La Pologne, trop donneuse de leçons ?

À cela, s’ajoute un style de négociation polonais parfois brutal, selon plusieurs sources de pays d’Europe occidentale, certaines parlant d’une “attitude puérile, pas digne d’un grand État membre”. Est visée ici la stratégie de la Pologne pour faire adopter des sanctions européennes sévères envers la Russie. “Le fait que d’autres nous considèrent comme extrêmement ambitieux en la matière ne nous pose aucun problème”, défend une source polonaise. Mais en coulisses, les tergiversations, les tentatives chantage de Varsovie pour obtenir gain de cause irritent.

Le sommet européen où personne ne savait vraiment pourquoi ça bloquait

Beaucoup de diplomates citent l’épisode du 10e paquet de sanctions contre Moscou, dont l’adoption a été retardée par la Pologne qui voulait absolument durcir l’embargo sur le caoutchouc synthétique russe. La pilule est d’autant plus mal passée que Varsovie est suspectée d’avoir voulu favoriser de sa propre industrie dans ce domaine. “Les Polonais se sont posés en garants de la morale. Et quiconque hésiterait à suivre leur ligne maximaliste est considéré comme un traître, alors qu’eux-mêmes défendent leurs intérêts nationaux”, s’indigne un diplomate, tandis qu’un autre pointe la méthode “plus fine, plus intelligente des États baltes pour pousser l’UE à faire plus”. De toute manière, estime une troisième source, les pays d’Europe centrale et orientale “ne sont que les hérauts de l’Ukraine. Ce sont en réalité les Ukrainiens, qui ont de l’influence dans le débat européen pour les soutenir.”

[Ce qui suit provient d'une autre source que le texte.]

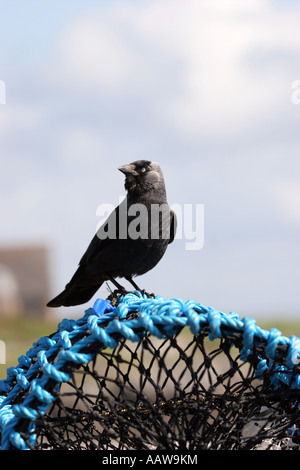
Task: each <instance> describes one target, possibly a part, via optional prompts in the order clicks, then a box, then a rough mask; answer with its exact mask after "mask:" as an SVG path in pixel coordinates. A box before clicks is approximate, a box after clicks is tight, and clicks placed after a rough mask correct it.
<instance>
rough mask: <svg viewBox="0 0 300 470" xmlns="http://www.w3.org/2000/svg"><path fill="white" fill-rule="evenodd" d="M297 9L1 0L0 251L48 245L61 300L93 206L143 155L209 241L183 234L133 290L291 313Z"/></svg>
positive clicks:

Last but not least, la Pologne présente aussi un handicap de leadership. Mateusz Morawiecki est perçu comme “falot”, parfois “menteur”, voire ridicule lorsqu’il plaide pour supprimer carrément le système (connu sous l’acronyme ETS) qui impose un plafond d’émissions aux secteurs très émetteurs de CO2. “Il n’a pas le poids ou l’envergure d’un grand dirigeant”, mais surtout, “il n’est pas le vrai maître de la Pologne”, note un insider. C’est en effet Jaroslaw Kaczynski qui tire les ficelles du PiS – dont il est le chef de parti – et donc du pouvoir.

Prévues en septembre, les élections législatives, où les partis pro-européens espèrent mettre fin au règne du PiS, détermineront donc aussi la place que la Pologne pourra ou pas prendre dans une Union européenne en pleine mutation géopolitique.